- Allegiance: United Kingdom
- Branch: Royal Marines
- Service years: 1975–2013
- Rank: Major General
- Commands: 3 Commando Brigade 42 Commando
- Conflicts: Operation Palliser War in Afghanistan
- Awards: Companion of the Order of the Bath

= Jerry Thomas (Royal Marines officer) =

British general

Major General Jerry Thomas, is a former Royal Marines officer who served as Assistant Chief of the Defence Staff (Intelligence Capability).

==Military career==
Thomas joined the Royal Marines in September 1975. After serving as chief of staff for 3 Commando Brigade, he became commander of 45 Commando in September 1997 in which capacity he was deployed carrying out humanitarian work in the wake of Hurricane Mitch and then became chief UK advisor to the Sierra Leone Armed Forces during Operation Palliser in 2000.

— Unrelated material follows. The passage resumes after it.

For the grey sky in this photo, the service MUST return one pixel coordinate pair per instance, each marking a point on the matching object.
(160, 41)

Thomas went on to be Assistant Commander Operations at Fleet Headquarters in January 2002, in which capacity he coordinated 3 Commando Brigade's deployment on Operation Jacana during the War in Afghanistan. After that he became Director of Operations for Defence Intelligence in March 2003 and commander of 3 Commando Brigade, which was deployed to Afghanistan as Task Force Helmand in October 2006. He then became Senior British Military Advisor at United States Central Command in April 2007 and Assistant Chief of the Defence Staff (Intelligence Capability) in March 2009 before retiring from the Royal Marines in May 2013.